Yang lebih bagus menurut beliau adalah cairan yang mengandung elektrolit. Yang
ini didapat dari oralit. Oralit mengandung natrium dan klorida yang berguna mengembalika
cairan tubuh yang hilang, dan elektrolit di dalam oralit sudah diperhitungkan
kandungannya. Malah cairan gula dan garam sudah tidak diromendaksikan Kemenkes,
karena banyak yang salah kaprah mengenai takaran penyajiannya. Harusnya 1
sendok teh gula dengan sedikit (sepucuk sendok teh) garam. Namun dilapangan
banyak yang membuat 1 : 1.
Selain itu saat anak diare, nutrisi harus tetap ada.

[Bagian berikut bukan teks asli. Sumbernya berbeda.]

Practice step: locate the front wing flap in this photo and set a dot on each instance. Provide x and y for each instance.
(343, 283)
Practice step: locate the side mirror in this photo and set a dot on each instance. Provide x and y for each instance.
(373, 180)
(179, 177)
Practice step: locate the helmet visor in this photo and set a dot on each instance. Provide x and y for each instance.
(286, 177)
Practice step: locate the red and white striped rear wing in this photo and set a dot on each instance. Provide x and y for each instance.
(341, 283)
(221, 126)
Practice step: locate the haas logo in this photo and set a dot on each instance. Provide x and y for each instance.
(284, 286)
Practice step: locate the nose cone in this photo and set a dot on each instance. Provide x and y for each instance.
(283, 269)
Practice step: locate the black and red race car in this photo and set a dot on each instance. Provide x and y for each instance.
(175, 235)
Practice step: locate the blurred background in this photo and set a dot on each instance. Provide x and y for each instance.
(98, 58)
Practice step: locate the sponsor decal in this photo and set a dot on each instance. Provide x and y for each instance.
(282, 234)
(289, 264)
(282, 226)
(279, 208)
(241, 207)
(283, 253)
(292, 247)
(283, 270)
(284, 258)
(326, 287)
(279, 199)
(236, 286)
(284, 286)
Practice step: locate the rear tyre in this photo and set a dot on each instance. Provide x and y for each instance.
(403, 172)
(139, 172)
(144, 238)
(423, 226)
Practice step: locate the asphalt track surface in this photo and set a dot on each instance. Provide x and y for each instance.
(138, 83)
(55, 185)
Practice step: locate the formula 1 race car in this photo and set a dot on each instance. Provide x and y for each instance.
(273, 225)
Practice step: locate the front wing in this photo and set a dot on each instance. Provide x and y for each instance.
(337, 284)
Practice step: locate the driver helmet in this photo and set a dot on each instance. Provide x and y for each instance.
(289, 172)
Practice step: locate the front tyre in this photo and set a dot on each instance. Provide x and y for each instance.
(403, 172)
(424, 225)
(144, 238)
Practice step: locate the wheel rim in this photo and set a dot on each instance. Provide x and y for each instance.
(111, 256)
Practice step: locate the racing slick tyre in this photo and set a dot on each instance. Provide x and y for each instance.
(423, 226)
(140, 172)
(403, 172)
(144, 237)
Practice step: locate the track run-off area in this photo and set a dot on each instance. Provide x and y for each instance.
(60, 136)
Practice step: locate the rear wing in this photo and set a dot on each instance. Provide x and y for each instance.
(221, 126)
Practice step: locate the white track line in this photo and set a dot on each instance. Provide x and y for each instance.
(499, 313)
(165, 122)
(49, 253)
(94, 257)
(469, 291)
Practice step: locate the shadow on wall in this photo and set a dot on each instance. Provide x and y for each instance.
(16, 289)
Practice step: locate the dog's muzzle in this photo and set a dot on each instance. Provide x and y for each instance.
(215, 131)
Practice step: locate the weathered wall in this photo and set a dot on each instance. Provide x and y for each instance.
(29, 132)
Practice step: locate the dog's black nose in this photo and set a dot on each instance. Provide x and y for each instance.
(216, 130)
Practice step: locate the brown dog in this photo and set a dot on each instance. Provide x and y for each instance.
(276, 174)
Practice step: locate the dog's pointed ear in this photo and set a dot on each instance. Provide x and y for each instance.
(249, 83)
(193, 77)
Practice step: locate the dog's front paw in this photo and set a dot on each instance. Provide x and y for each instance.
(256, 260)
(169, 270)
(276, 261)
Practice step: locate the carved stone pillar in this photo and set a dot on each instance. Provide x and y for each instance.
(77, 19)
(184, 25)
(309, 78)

Nutrisi bisa dari makanan atau dari susu (ASI atau formula) yang sedang
dikonsumsi. Karena diare menyebabkan intoleransi laktosa, maka akan lebh baik
jika mengurangi kerja usus untuk mencerna dan menyerap laktosa (gula alami yang
terdapat pada susu). Bisa dengan cara memberi susu formula rendah atau yang
tanpa laktosa.
Bagaimana dengan pertanyaan diatas? Susu formula
yang diencerkan?
Jika diencerkan memang laktosa berkurang,
tapi nutrisi juga tidak ada, kalori nol.
Bagaimana dikentalkan? Malah semakin berat kerja
usus
Apakah susu dihentikan? Nutrisi tetap
diteruskan, bisa dengan makanan atau susu
Bagaimana air tajin? Boleh diberikan namun tidak terus-terusan. Hal ini dikarenakan tajin tidak memiliki kandungan protein.
Bagaimana dengan teh pait? The pait boleh diberikan, namun tidak terus-terusan. Karena tidak ada nutrisi gula sama sekali.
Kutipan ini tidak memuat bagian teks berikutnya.